Half-back Dan Carter inspired New Zealand to a seven-try 47-3 demolition of France at the Stade Gerland as the home side were punished for a string of errors by the rampant All Blacks.
Carter finished with 17 points as he passed the 500-point Test milestone, including a well worked try just before the break, while Sitiveni Sivivatu, Richie McCaw, Conrad Smith, Joe Rokocoko and Luke McAlister all crossed for the All Blacks.
Florian Fritz struck a solitary drop goal for the home side midway through the first half.
Sivivatu opened the scoring with a fifth-minute try after breaking two tackles to touchdown following good work from Carter and the New Zealand line.
Carter missed the conversion attempt but hit successive penalties, either side of Fritz’s drop goal.

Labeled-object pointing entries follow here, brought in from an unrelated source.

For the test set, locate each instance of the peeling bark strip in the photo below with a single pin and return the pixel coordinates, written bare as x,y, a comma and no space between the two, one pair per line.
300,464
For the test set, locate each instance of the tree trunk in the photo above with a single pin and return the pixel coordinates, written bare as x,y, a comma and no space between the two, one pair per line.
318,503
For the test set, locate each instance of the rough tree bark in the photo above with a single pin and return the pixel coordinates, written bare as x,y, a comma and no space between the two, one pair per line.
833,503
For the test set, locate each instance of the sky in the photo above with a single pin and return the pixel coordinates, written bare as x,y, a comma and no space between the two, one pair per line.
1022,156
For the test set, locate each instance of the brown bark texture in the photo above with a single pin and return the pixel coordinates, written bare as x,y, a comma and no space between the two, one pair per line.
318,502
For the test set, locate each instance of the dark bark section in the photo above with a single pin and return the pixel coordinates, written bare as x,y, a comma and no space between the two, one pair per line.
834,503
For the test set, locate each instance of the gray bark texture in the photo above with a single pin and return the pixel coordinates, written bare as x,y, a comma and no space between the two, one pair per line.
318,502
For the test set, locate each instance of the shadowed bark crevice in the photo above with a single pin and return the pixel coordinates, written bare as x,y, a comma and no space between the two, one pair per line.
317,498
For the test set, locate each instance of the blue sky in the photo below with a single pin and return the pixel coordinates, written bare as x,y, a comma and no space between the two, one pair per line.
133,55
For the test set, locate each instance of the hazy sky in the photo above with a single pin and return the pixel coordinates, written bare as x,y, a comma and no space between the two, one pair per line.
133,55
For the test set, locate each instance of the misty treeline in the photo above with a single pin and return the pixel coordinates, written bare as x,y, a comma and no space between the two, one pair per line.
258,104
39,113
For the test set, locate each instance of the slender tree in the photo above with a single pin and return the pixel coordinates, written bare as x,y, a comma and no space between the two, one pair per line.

Carter’s second three-pointer, which came after home skipper Pelous was sidelined for a mid-air challenge on Rodney So’oialo from a restart, saw him bring up the 500.
New Zealand failed to capitalise on the power play, but did score through McCaw at short range within seconds of Pelous’ return.
Carter pulled the conversion wide, but the All Blacks managed to add to their lead before half-time as France lost possession at a scrum and in the resulting melee MaCaw stormed forward upto the line before the ball was recycled and Weepu sent Carter over for another score.
Carter landed the extra points to hand the All Blacks a 20-point lead at the break before the All Blacks put any thought of a recovery beyond doubt in the first quarter-hour of the second half.
First, Smith ran 70 metres to cross under the posts after Ali Williams scooped the ball up from French lineout error.
France again made a total mess of their line-out and the All Blacks capitalised.
Carter put McAlister into space and he slipped a sublime reverse pass to winger Rokocoko, who slid over in the corner before the conversion extended the lead to 37-3 seven minutes before the hour mark.
Sivivatu further extended the supremacy with 10 minutes to go and McAlister made amends for the missed conversion as he finished off a driving run down the left flank with moments remaining.
France were left to rue their mistakes and will look for an improved performance next Saturday in Paris.